For those interested in looking beyond Linux solutions, the *BSD range of operating systems, particularly OpenBSD provide a compelling alternative. This paper about OpenBSD's iked, which is also available on other platforms as OpenIKEd is very recent and provides a thorough overview of it's current status. One notable limitation is that their MOBIKE support is not yet complete.

Many older VPNs likely to need an ugprade

When I first started deploying Linux VPNs in the 90s the market was favourable for any type of Linux VPN. In extreme cases (which were surprisingly common at the time) companies accustomed to paying $20,000 per month for a leased line would happily pay a flat fee of $100,000 to purchase a VPN that was cobbled together using less than $10,000 of commodity hardware and some free software. Many of the first generation of these VPNs were built using RSA key lengths and algorithms no longer considered secure, such as DES. Some of these solutions (or products derived from them) may still remain in use today: managers may be slightly embarrassed to put aside their $100,000 VPN and replace it with a $50 router that is more secure. While that is the more extreme example, there are many intermediate solutions out there in the field.

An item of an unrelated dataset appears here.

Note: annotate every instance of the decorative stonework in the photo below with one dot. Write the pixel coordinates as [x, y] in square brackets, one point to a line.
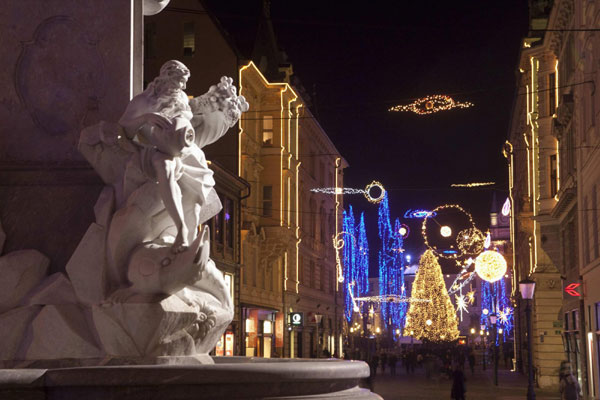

There are clear opportunities here to upgrade users to free software solutions.

Comments

To protect against casual, passive eavesdropping I think we should aim for a minimum floor of encrypted transport by default, even if we can't yet authenticate the endpoints.

Examples would be allowing (opportunistic) TLS on a mailserver, or allowing HTTPS connections with merely a self-signed certificate.

I think IPSEC is a good way to go, especially in combination with IPv6 deployment making end-to-end connectivity a lot cleaner. It's nice to be able to protect everything at once, between whole sites/prefixes, with one mechanism.

Between two offices for example, that might cover internal DNS zones, any plaintext HTTP/FTP/SMTP traffic, unsecured XMPP or VoIP sessions and other (non-cloud) proprietary software that connects between sites. It's not surprising if people consider it too much effort to secure these services individually.

I wonder if's viable, for some services, to attempt IPSEC keying on all their outgoing connections to the public Internet, falling back to plaintext as a last resort. As more people/organisations support this on servers/routers it would reduce the effectiveness of dragnet surveillance, being vulnerable only to deliberate interventions (such as blocking the key exchange, or MITM attack).

I think, particularly given recent revelations related to government snooping, it's insane that VPNs haven't become a standard tool for even casual internet surfers. As far as I'm concerned, a turning a VPN on, especially when you're on public WiFi, should be as natural as locking the door when you leave home. It's not even expensive! There are a ton of excellent paid services out there (Private Internet Access, Hide My Ass)and even some fabulous free ones (SumRando VPN).

Some of those services you mention are not a privacy-enabling service. They simply provide a convenient form of misdirection. For example, there are millions of British people who retired to the south of France or Spain but were blocked from accessing the Olympics on the BBC web site. VPNs back to the UK helped them get British IP addresses. The type of VPN I've described is for controlled private networks: where people want to more tightly control access from smart phones and laptops to their mail servers, etc. Currently, many people expose IMAP servers and other types of service assuming it is protected by SSL. That is not entirely true however and a privately run VPN is often a better solution.